By Ben |

[posted to the Wheeled Migration Yahoo Group on August 17, 2004]

I know, three posts in three days, I'm pushing it... but I've got dialup access here in Mauston, WI, so I thought I'd send some of my notes from the past few days.

Saturday morning I left Perrot state park and followed the Great River State Trail into Onalaska, just north of La Crosse. The ranger told me a Target there was my best bet for 1-hour photo developing. I wasn't ready for the experience of re-entering "civilization" (essentially suburbia: big box stores, no sidewalks, lots of aggressive SUVs). It was a nightmare!

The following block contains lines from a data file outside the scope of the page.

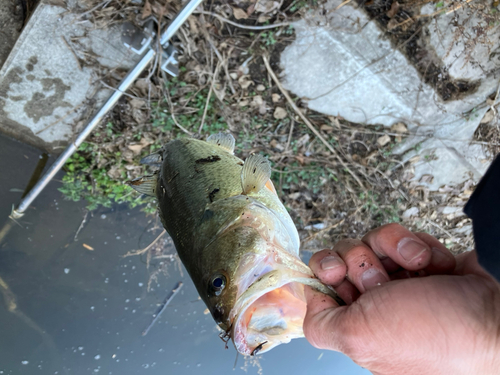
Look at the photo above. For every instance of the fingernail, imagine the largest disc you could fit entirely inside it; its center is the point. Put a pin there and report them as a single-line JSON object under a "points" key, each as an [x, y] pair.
{"points": [[372, 278], [410, 249], [330, 262], [438, 257]]}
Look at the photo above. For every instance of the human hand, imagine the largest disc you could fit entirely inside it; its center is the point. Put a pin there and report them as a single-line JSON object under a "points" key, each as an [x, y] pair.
{"points": [[396, 320]]}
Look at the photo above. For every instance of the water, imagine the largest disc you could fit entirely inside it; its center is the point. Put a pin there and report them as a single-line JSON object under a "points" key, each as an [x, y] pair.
{"points": [[82, 311]]}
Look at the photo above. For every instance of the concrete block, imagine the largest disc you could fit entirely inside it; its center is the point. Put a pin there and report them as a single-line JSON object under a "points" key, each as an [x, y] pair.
{"points": [[342, 64], [50, 80]]}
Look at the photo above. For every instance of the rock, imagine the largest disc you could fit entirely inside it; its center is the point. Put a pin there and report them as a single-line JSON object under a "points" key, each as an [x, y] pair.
{"points": [[382, 141], [280, 113], [488, 116], [239, 14], [399, 127], [330, 65], [413, 211]]}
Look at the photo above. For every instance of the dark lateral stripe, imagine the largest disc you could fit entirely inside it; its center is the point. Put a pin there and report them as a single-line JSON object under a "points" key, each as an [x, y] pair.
{"points": [[210, 159]]}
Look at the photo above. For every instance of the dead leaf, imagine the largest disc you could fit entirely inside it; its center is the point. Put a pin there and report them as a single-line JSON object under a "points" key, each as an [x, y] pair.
{"points": [[140, 116], [239, 14], [487, 117], [399, 128], [245, 82], [136, 149], [146, 10], [136, 103], [394, 9], [382, 141], [280, 113], [326, 128]]}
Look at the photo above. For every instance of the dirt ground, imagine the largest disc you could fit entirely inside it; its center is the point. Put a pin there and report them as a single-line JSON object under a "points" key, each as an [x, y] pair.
{"points": [[332, 192]]}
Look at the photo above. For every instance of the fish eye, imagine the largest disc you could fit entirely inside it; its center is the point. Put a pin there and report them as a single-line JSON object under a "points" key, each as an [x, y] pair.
{"points": [[217, 284]]}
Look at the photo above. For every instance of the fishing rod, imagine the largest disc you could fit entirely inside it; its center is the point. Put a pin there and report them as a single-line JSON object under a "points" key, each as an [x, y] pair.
{"points": [[146, 59]]}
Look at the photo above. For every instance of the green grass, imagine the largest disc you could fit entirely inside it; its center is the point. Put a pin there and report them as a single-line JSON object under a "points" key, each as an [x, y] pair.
{"points": [[86, 180]]}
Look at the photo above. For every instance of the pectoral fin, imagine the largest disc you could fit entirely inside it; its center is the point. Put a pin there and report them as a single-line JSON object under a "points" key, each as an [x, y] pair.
{"points": [[255, 173], [224, 140], [145, 185]]}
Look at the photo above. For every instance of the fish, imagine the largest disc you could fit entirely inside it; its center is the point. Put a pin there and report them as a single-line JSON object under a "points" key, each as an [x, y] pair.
{"points": [[235, 237]]}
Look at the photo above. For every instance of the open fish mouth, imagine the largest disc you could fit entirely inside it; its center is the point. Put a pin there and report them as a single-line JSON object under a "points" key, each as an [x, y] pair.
{"points": [[271, 311]]}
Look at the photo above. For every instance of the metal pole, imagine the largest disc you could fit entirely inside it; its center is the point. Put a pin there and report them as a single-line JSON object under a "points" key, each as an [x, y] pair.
{"points": [[124, 85]]}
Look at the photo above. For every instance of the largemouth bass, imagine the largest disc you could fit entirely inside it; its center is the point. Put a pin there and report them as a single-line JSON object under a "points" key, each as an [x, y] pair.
{"points": [[235, 238]]}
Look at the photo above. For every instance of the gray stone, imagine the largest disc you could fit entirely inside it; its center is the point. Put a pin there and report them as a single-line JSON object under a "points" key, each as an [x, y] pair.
{"points": [[50, 81], [410, 212], [11, 23], [342, 64]]}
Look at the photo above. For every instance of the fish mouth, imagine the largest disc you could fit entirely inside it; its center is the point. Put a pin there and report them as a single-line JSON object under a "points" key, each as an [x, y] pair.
{"points": [[272, 310]]}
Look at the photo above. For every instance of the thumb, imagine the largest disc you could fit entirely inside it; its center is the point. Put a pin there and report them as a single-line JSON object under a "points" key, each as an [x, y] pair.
{"points": [[324, 320]]}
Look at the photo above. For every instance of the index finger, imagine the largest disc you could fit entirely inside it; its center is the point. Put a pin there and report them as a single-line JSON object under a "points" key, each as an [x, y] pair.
{"points": [[399, 244]]}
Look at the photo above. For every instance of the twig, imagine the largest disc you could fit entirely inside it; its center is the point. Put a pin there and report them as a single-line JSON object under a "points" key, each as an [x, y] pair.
{"points": [[290, 135], [72, 52], [208, 97], [308, 123], [223, 19], [169, 299], [139, 252], [221, 59], [342, 4], [81, 225]]}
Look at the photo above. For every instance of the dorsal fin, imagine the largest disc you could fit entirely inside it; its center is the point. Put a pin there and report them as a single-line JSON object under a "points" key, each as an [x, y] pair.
{"points": [[145, 184], [224, 140], [255, 173], [153, 160]]}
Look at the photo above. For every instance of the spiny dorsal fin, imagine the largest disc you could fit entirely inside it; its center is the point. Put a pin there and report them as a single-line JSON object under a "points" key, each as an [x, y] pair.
{"points": [[145, 184], [153, 160], [224, 140], [255, 173]]}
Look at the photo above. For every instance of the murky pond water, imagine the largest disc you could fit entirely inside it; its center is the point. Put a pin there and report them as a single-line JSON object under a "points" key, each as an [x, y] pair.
{"points": [[66, 309]]}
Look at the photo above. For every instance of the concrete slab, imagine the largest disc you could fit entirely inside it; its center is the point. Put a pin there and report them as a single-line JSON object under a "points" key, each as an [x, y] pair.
{"points": [[342, 64], [47, 83], [11, 23]]}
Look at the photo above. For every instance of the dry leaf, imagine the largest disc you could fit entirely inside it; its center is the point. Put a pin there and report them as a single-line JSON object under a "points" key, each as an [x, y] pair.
{"points": [[326, 128], [487, 117], [239, 14], [382, 141], [136, 103], [394, 9], [280, 113], [399, 128], [244, 82], [146, 11]]}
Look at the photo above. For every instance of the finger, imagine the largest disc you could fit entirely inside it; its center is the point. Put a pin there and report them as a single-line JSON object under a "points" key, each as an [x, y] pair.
{"points": [[405, 274], [347, 291], [467, 264], [319, 321], [400, 245], [364, 269], [390, 265], [328, 266], [442, 261]]}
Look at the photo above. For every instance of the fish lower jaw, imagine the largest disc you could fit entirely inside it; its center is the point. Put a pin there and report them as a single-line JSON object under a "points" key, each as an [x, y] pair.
{"points": [[274, 318]]}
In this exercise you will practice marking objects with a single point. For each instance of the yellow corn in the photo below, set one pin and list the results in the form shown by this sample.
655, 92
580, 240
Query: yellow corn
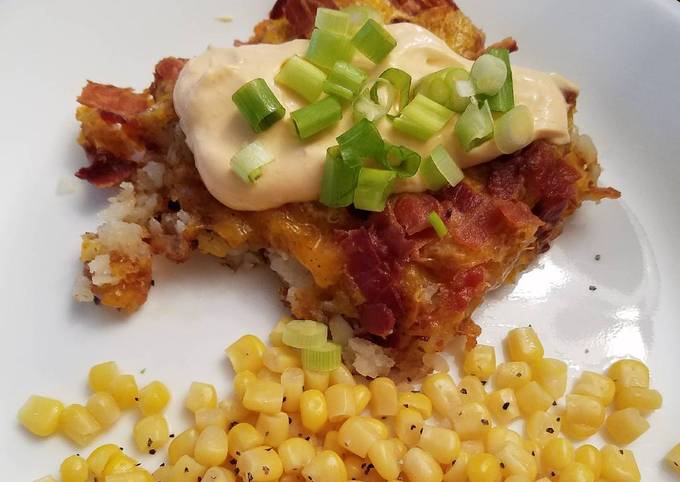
384, 397
471, 389
421, 466
443, 444
442, 392
357, 434
512, 375
273, 427
340, 402
625, 426
480, 362
124, 390
484, 468
326, 466
186, 470
533, 398
643, 399
78, 424
524, 345
503, 405
293, 382
101, 376
242, 437
583, 417
74, 469
408, 425
597, 386
183, 444
619, 465
629, 373
295, 453
471, 421
40, 415
151, 433
246, 353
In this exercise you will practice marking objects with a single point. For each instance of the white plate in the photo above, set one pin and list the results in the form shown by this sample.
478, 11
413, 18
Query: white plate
622, 53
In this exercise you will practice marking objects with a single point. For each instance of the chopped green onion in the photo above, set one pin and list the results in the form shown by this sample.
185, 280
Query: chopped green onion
474, 126
324, 358
374, 41
422, 117
373, 188
362, 141
316, 117
514, 130
488, 74
359, 14
504, 100
437, 224
304, 334
402, 160
258, 104
332, 20
302, 77
339, 179
344, 80
325, 48
247, 163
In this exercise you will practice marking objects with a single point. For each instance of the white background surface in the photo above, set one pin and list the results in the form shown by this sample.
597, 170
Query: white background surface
623, 54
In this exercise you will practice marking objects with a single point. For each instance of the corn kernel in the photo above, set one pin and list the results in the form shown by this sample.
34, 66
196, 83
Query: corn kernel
533, 398
421, 466
326, 466
273, 427
484, 468
40, 415
183, 444
629, 373
583, 417
101, 376
295, 453
124, 390
471, 421
596, 386
480, 362
619, 465
246, 353
74, 469
151, 433
212, 446
625, 426
512, 375
78, 424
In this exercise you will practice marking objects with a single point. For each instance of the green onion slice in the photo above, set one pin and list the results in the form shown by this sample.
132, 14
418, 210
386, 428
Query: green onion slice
323, 358
374, 41
332, 20
247, 163
325, 48
339, 179
258, 104
400, 159
514, 130
422, 118
314, 118
302, 77
344, 80
437, 224
305, 334
504, 100
475, 126
488, 74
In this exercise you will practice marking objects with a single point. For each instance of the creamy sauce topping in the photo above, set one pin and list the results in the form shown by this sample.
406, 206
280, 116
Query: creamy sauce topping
215, 129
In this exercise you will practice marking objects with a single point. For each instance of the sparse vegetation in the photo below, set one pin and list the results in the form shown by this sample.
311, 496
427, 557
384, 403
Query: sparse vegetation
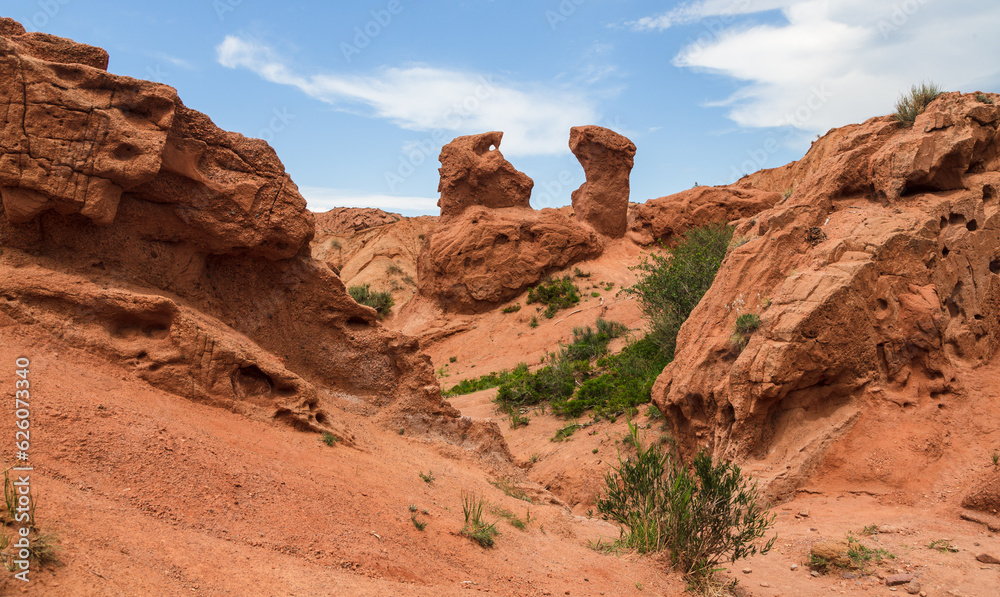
912, 104
555, 295
509, 487
942, 545
421, 525
475, 527
670, 286
42, 548
746, 325
565, 433
513, 519
700, 517
862, 555
382, 302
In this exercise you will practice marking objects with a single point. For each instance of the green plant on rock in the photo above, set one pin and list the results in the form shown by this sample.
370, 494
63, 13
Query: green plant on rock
671, 285
700, 516
555, 294
912, 104
475, 527
382, 302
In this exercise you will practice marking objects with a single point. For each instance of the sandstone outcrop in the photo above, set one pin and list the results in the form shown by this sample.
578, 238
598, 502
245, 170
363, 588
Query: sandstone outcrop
878, 276
607, 159
474, 172
485, 257
667, 218
136, 229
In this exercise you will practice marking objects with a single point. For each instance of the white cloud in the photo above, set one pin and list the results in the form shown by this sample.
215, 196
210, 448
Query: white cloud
833, 62
320, 199
535, 119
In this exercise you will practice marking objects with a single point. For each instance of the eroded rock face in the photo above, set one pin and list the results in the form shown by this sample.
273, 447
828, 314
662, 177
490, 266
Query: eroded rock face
667, 218
607, 160
474, 172
485, 257
136, 229
879, 275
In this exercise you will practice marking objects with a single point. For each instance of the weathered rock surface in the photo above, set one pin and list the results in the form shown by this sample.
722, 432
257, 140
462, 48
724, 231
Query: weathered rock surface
373, 247
607, 159
667, 218
136, 229
474, 172
347, 220
880, 273
487, 256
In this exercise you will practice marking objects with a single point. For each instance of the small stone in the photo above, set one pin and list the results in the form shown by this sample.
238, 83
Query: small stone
987, 559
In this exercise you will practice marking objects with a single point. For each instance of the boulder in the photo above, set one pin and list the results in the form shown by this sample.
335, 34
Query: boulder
667, 218
607, 159
134, 228
485, 257
474, 172
878, 275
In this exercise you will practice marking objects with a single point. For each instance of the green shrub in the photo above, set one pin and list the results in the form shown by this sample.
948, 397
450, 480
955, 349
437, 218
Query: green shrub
913, 104
700, 517
382, 302
670, 286
475, 527
555, 295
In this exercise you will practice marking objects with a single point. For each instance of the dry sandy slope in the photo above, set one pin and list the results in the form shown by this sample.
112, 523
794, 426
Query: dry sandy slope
152, 494
911, 480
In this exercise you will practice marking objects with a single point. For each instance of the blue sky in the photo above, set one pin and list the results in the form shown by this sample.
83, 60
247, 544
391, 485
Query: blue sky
358, 97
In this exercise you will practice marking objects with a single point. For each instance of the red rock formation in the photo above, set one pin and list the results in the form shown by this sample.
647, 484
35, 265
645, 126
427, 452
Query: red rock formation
136, 229
347, 220
880, 275
485, 257
474, 172
668, 217
607, 159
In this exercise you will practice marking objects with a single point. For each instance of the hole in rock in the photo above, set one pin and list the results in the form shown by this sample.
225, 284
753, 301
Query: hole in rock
357, 322
251, 381
989, 193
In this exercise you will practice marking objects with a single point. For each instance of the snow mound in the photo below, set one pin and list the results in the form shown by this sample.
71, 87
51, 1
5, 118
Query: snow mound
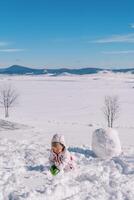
7, 125
106, 143
24, 174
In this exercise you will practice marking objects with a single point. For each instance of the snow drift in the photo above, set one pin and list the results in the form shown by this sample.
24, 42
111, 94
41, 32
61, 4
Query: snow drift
106, 143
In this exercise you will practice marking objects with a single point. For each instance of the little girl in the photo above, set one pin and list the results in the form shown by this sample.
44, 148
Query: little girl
60, 157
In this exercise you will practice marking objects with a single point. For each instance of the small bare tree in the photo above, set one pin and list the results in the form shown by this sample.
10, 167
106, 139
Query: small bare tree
8, 97
111, 109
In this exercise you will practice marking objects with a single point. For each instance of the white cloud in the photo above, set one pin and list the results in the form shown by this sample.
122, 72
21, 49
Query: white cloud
119, 52
11, 50
3, 43
132, 25
129, 38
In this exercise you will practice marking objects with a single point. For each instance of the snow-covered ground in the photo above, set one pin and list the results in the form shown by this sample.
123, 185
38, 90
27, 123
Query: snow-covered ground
69, 105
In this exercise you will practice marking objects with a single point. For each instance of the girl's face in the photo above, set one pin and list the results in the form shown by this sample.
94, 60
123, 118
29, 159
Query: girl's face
57, 147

After getting only half my errands done in over 2 hours I gave up and headed east on the La Crosse River State Trail. Just east of La Crosse I found a little town where I thought I could stop and find a phone line suitable for my modem, and I found one in a little computer store that just opened last week. I talked shop with the proprietor and she let me send the e-mail I'd been storing up on my Visor.

The La Crosse River State Trail is about as flat as it could be, except that the river flows west, so I was going slightly uphill all afternoon. Very tiring on an essentially dirt road. I got a personal recommendation from another cyclist for a campground where I'd been planning on heading anyway, but instead I decided to check out the "walk-in" campground east of Sparta. It's for cyclists and pedestrians only (being on the trail), it's totally unstaffed, and it was totally empty except for me and the critters. I had to scare off a pair of eyes from my tent while I typed this -- probably a raccoon. This was much more special than any private campground. There was a bunch of firewood collected at my site, so I tried my best to start a fire, first using just matches and kindling, then using my bike lube as lighter fluid, but no luck.

I began Sunday on the Elroy-Sparta State Trail. There were other ways to go, by road, but I wanted to check out the (former railroad) tunnels along the path. The trail maintains a maximum of 3% grade, so it's much easier going than the roads alongside. There were places where the railroad grade (made entirely of cinders) towered at least 200 feet above the landscape! The first tunnel I reached turned out to also be the longest, fully a mile long! It was blasted through solid granite, so there's no need for supports to hold the ceiling up, but there's an overhead spring halfway through that drips throughout most of the tunnel. Signs at either end instruct cyclists to walk their bikes. I started in not knowing how long the tunnel was -- it's perfectly straight, and you can see the light at the other end clearly. I kept turning around and seeing that I wasn't yet halfway through! Finally as I got near the halfway point and the dripping water turned into a rain shower, I started to panic and got out my headlamp. As I put it on, I realized I was still wearing my sunglasses!

I left the trail at the little town of Norwalk, whose twin mottos are "Gateway to the Tunnels" and "Black Squirrel Capital of the World." I didn't see any squirrels, but the logos were cute. I got an early lunch and prepared for the road portion of my ride. The route I had chosen bypassed the town of La Farge via a local road. This seemed like a good idea on the map, and it looked that way for the first mile, but then the pavement gave out and I had to climb a long, steep hill on gravel, pushing the bike. So that wasn't fun at all. But I still wound up arriving at Dreamtime Village at about 5:00.

Most of the residents of Dreamtime Village are artists and few are handymen. The buildings, which were in disrepair when they were acquired more than a decade ago, are still in disrepair, though most of the walls have been artistically painted. I was reminded of the Golgafrinchans in the Hitchhiker's Guide stories. But they're great people, very laid back, very much into living in harmony with each other and the land. There are about a dozen adults and two teens who live there most of the time. The feeling when you walk around the grounds is that civilization has ended and nature is taking everything back, and the people have decided to let it.

This morning I managed to find a relatively flat route out of the hills (the "driftless" area of Wisconsin that has never seen glaciers). The route I found was so easy going that I made it all the way to Mauston -- on the edge of the driftless area --by 1:30. That gives me the whole afternoon to get to a campsite!